Di fatto, per il lettore generico il valore è fondamentale: se escludiamo la letteratura di consumo, che segue regole sue, il motivo che può spingere a leggere un testo piuttosto che un altro è solo quello del suo valore assoluto o almeno relativo (a un periodo, a un genere ecc.). Il sistema dell’industria culturale odierna tende a emarginare la critica indipendente, perché quest’ultima cerca di proporre valori alternativi a quelli del mercato. Il risultato è che i successi non legati all’establishment non sono più decretati dai critici, bensì dai blog e da internet, quindi da gruppi organizzati di scrittori-lettori, che riescono a sostenere un’opera senza un effettivo confronto con la critica, e anzi addirittura proponendo un’interpretazione storico-letteraria ritagliata su misura.

Delineato il contesto, soprattutto in Italia è assoluta la necessità di allargare il pubblico dei lettori capaci di un giudizio autonomo, che sostenga, come avviene per esempio negli Stati Uniti, autori validi ma che non godono di un successo commerciale. Per questo tipo di pubblico è importante una buona formazione scolastica, basata su alcuni grandi classici: se nella scuola italiana si chiedesse, per tutti, una lettura ampia di dieci-dodici capolavori della nostra letteratura, un gusto già si formerebbe, e rimarrebbe poi molto tempo per leggere altri classici stranieri, oppure opere contemporanee magari, per invogliare, con un taglio tematico o comunque scelto dagli insegnanti assieme agli studenti. Come si vede, il canone servirebbe per essere più liberi e consapevoli nelle scelte, per formare una capacità critica, e non certo per vincolare o limitare. In altri termini, si può ormai decidere liberamente se si preferisce Dante o Petrarca, ma prima bisogna leggerli bene; quando si sarà capito che la carica gnoseologica che ancora conservano è altissima, si potrà anche giudicare quali opere nel presente ne hanno altrettanta, o almeno una parte.

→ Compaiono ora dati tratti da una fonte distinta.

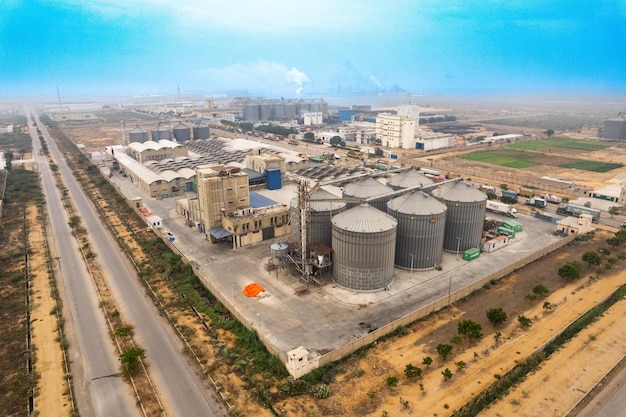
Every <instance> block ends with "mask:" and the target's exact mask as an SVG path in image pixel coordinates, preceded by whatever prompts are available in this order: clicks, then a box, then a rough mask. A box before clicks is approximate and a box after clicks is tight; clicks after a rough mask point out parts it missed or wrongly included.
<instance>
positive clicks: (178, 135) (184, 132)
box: [173, 122, 191, 142]
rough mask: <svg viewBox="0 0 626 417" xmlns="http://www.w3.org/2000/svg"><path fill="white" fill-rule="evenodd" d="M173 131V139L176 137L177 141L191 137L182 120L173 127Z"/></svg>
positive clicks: (186, 139) (187, 127)
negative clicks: (174, 126)
mask: <svg viewBox="0 0 626 417" xmlns="http://www.w3.org/2000/svg"><path fill="white" fill-rule="evenodd" d="M173 131H174V139H176V140H177V141H178V142H184V141H186V140H189V139H191V132H190V131H189V127H188V126H185V125H184V124H183V123H182V122H180V123H178V125H176V127H174V129H173Z"/></svg>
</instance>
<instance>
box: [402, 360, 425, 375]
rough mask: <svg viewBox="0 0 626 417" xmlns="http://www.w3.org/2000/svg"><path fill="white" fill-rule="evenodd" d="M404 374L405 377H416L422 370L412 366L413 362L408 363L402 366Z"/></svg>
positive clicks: (416, 366) (419, 368)
mask: <svg viewBox="0 0 626 417" xmlns="http://www.w3.org/2000/svg"><path fill="white" fill-rule="evenodd" d="M404 375H405V376H406V377H407V378H417V377H418V376H420V375H422V370H421V369H420V368H418V367H417V366H413V364H410V363H409V364H408V365H407V366H406V368H404Z"/></svg>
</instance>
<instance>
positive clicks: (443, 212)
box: [387, 191, 447, 270]
mask: <svg viewBox="0 0 626 417" xmlns="http://www.w3.org/2000/svg"><path fill="white" fill-rule="evenodd" d="M446 210H447V208H446V205H445V204H443V203H442V202H441V201H439V200H437V199H436V198H433V197H431V196H430V195H428V194H426V193H424V192H421V191H411V192H407V193H406V194H403V195H401V196H400V197H396V198H394V199H393V200H391V201H389V202H388V203H387V213H388V214H389V215H391V216H393V217H394V218H395V219H396V220H397V221H398V233H397V237H396V255H395V265H396V266H397V267H399V268H406V269H411V270H413V269H432V268H434V267H435V266H436V265H438V264H440V263H441V257H442V253H443V237H444V232H445V227H446Z"/></svg>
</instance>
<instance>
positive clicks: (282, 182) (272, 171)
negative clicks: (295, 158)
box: [265, 168, 283, 190]
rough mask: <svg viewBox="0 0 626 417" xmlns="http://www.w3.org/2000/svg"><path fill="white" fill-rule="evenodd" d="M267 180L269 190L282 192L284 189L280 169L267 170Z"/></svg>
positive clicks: (267, 169)
mask: <svg viewBox="0 0 626 417" xmlns="http://www.w3.org/2000/svg"><path fill="white" fill-rule="evenodd" d="M265 178H266V184H267V189H268V190H280V189H281V188H282V187H283V182H282V178H281V175H280V169H279V168H272V169H266V170H265Z"/></svg>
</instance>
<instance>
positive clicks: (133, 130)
mask: <svg viewBox="0 0 626 417" xmlns="http://www.w3.org/2000/svg"><path fill="white" fill-rule="evenodd" d="M128 140H129V141H130V142H131V143H132V142H139V143H144V142H145V141H147V140H148V132H146V131H145V130H143V129H142V128H140V127H139V126H137V127H136V128H134V129H132V130H131V131H130V132H128Z"/></svg>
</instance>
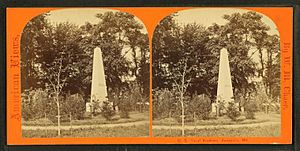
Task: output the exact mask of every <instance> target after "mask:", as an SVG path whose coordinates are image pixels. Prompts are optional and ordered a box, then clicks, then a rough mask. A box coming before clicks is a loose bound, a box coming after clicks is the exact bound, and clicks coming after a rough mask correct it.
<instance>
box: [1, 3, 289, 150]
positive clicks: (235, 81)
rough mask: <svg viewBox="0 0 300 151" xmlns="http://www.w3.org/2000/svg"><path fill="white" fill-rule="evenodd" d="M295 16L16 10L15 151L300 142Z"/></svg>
mask: <svg viewBox="0 0 300 151" xmlns="http://www.w3.org/2000/svg"><path fill="white" fill-rule="evenodd" d="M292 28H293V9H292V8H291V7H276V8H275V7H273V8H272V7H264V8H260V7H251V8H243V7H239V8H237V7H219V8H214V7H208V8H201V7H193V8H184V7H182V8H175V7H174V8H114V7H112V8H8V9H7V80H8V81H11V82H10V83H8V85H7V139H8V140H7V141H8V144H90V143H93V144H119V143H123V144H124V143H130V144H132V143H133V144H135V143H137V144H170V143H175V144H176V143H179V144H206V143H207V144H225V143H229V144H236V143H237V144H241V143H244V144H253V143H270V144H271V143H280V144H290V143H291V142H292V61H293V60H292V47H293V46H292V37H293V36H292V35H293V34H292V32H293V31H292Z"/></svg>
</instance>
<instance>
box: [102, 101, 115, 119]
mask: <svg viewBox="0 0 300 151" xmlns="http://www.w3.org/2000/svg"><path fill="white" fill-rule="evenodd" d="M115 114H116V112H115V110H114V109H113V107H112V105H111V104H110V102H108V101H104V102H103V106H102V111H101V115H102V116H103V117H104V118H105V119H106V120H108V121H110V120H112V117H113V116H114V115H115Z"/></svg>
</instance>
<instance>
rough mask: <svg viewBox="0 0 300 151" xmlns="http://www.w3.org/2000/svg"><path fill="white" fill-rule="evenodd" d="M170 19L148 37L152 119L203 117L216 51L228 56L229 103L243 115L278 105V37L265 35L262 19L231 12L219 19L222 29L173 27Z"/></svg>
mask: <svg viewBox="0 0 300 151" xmlns="http://www.w3.org/2000/svg"><path fill="white" fill-rule="evenodd" d="M176 15H177V14H176V13H175V14H172V15H170V16H168V17H166V18H164V19H163V20H162V21H161V22H160V23H159V24H158V26H157V27H156V29H155V32H154V35H153V64H152V68H153V117H154V118H166V117H176V118H178V119H179V121H181V120H180V119H181V118H182V117H183V115H182V113H178V112H181V111H182V109H183V108H185V111H184V115H185V116H184V117H185V118H186V120H188V119H193V117H195V116H196V117H197V118H198V119H207V118H208V116H209V113H210V111H211V103H212V102H214V101H215V99H216V95H217V94H216V93H217V81H218V67H219V56H220V50H221V49H222V48H227V50H228V53H229V62H230V63H229V64H230V70H231V76H232V85H233V92H234V100H235V101H236V102H238V103H239V104H240V106H243V107H245V111H246V113H247V111H249V112H252V111H254V110H256V109H261V108H262V104H264V103H274V102H276V103H278V102H280V45H279V44H280V42H279V36H278V35H271V34H269V32H268V31H270V27H269V26H268V25H266V24H265V23H264V22H263V21H262V17H263V16H262V15H260V14H258V13H256V12H253V11H249V12H246V13H233V14H231V15H224V16H223V19H225V20H226V21H227V22H226V24H224V25H218V24H216V23H214V24H212V25H210V26H208V27H205V26H203V25H201V24H197V23H188V24H185V25H179V24H178V23H177V22H176ZM183 73H184V74H183ZM183 76H184V78H183ZM178 85H179V86H180V85H182V87H178ZM183 88H184V89H185V90H186V91H184V92H183V91H181V90H183ZM181 92H183V94H184V96H183V98H182V99H180V98H181V97H180V95H181ZM178 100H180V101H178ZM181 103H183V104H184V105H183V106H182V104H181ZM254 108H255V109H254ZM234 114H237V113H234ZM180 117H181V118H180Z"/></svg>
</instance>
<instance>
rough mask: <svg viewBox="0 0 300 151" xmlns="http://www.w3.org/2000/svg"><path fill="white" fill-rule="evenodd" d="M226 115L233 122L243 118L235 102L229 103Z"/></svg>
mask: <svg viewBox="0 0 300 151" xmlns="http://www.w3.org/2000/svg"><path fill="white" fill-rule="evenodd" d="M226 114H227V116H228V117H229V118H230V119H231V120H233V121H237V119H238V117H240V116H241V113H240V111H239V110H238V108H237V107H236V105H235V103H234V102H228V106H227V112H226Z"/></svg>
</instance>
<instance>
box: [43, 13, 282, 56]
mask: <svg viewBox="0 0 300 151" xmlns="http://www.w3.org/2000/svg"><path fill="white" fill-rule="evenodd" d="M107 11H115V12H116V11H117V10H112V9H104V8H71V9H61V10H54V11H50V16H48V19H49V21H50V22H51V23H53V24H55V23H59V22H65V21H68V22H71V23H74V24H76V25H79V26H81V25H84V24H85V23H86V22H90V23H97V22H98V19H97V18H96V17H95V15H96V14H98V13H105V12H107ZM248 11H249V10H246V9H239V8H194V9H188V10H183V11H179V12H178V13H177V16H176V17H175V20H176V21H177V22H178V23H179V24H180V25H184V24H188V23H194V22H196V23H198V24H201V25H204V26H206V27H208V26H210V25H212V24H213V23H217V24H219V25H224V24H226V22H227V21H226V20H225V19H223V16H224V14H228V15H230V14H233V13H236V12H238V13H246V12H248ZM259 14H261V13H259ZM149 15H151V12H149ZM261 15H262V16H263V17H262V21H263V22H264V23H265V24H266V25H268V26H269V27H270V30H269V31H268V33H269V34H270V35H274V34H276V35H279V32H278V30H277V28H276V25H275V24H274V22H273V21H272V20H271V19H270V18H269V17H267V16H265V15H263V14H261ZM135 19H136V20H137V21H138V22H140V23H141V24H143V23H142V21H141V20H140V19H138V18H137V17H136V18H135ZM144 33H146V28H144ZM124 52H125V51H124ZM250 53H251V52H250ZM127 57H129V56H127ZM253 59H254V60H255V61H257V60H258V59H257V57H256V56H254V58H253Z"/></svg>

Quanto al sistema editoriale contemporaneo, il rischio che corrono sempre più gli scrittori è quello di essere schiacciati sulla difensiva, perché osare vuol dire perdere pubblico, consenso, soprattutto favore. Tuttavia mi pare che, quando un critico come Tzevan Todorov (2007) accusa la letteratura attuale di non uscire da limiti molto ristretti (dal ‘guardarsi l’ombelico’), non tenga conto di tante opere di notevole importanza uscite negli ultimi anni: se partiamo da Underworld (1997) di DeLillo e arriviamo a Le Benevole (2006) di Littell e a testi ancora più recenti europei, nord- o sudamericani o postcoloniali in genere, direi che non mancano quelli degni di entrare in una lista di capolavori.

Il problema, semmai, è la scarsa capacità di penetrazione presso strati ampi di pubblico. Sappiamo tutti che il medium per eccellenza del secondo Novecento e contemporaneo è quello del ‘visuale’ in tutti i suoi aspetti: il web ha creato una spinta forte verso l’integrazione di scritto e visivo, ovvero all’iper- o inter-medialità, ma per il momento non ha creato una forma sufficientemente definita di interazione. Quindi, viviamo in una fase in cui tutti noi assorbiamo la maggior parte delle informazioni, e anche la ‘dose’ di artisticità che vogliamo assumere, dalla cultura visuale: basti pensare all’enorme successo, negli ultimi due decenni, delle mostre pittoriche.

La letteratura rimane però, al momento, lo strumento più forte per integrare strati profondi della nostra biologia, quello che ora chiameremmo ‘inconscio cognitivo’ e non più solo freudiano, con la nostra lettura del mondo, personale e consapevole. Lo può fare in tanti modi, con tante gradazioni, ma in ogni caso è ancora capace di generare discorsi carichi di senso.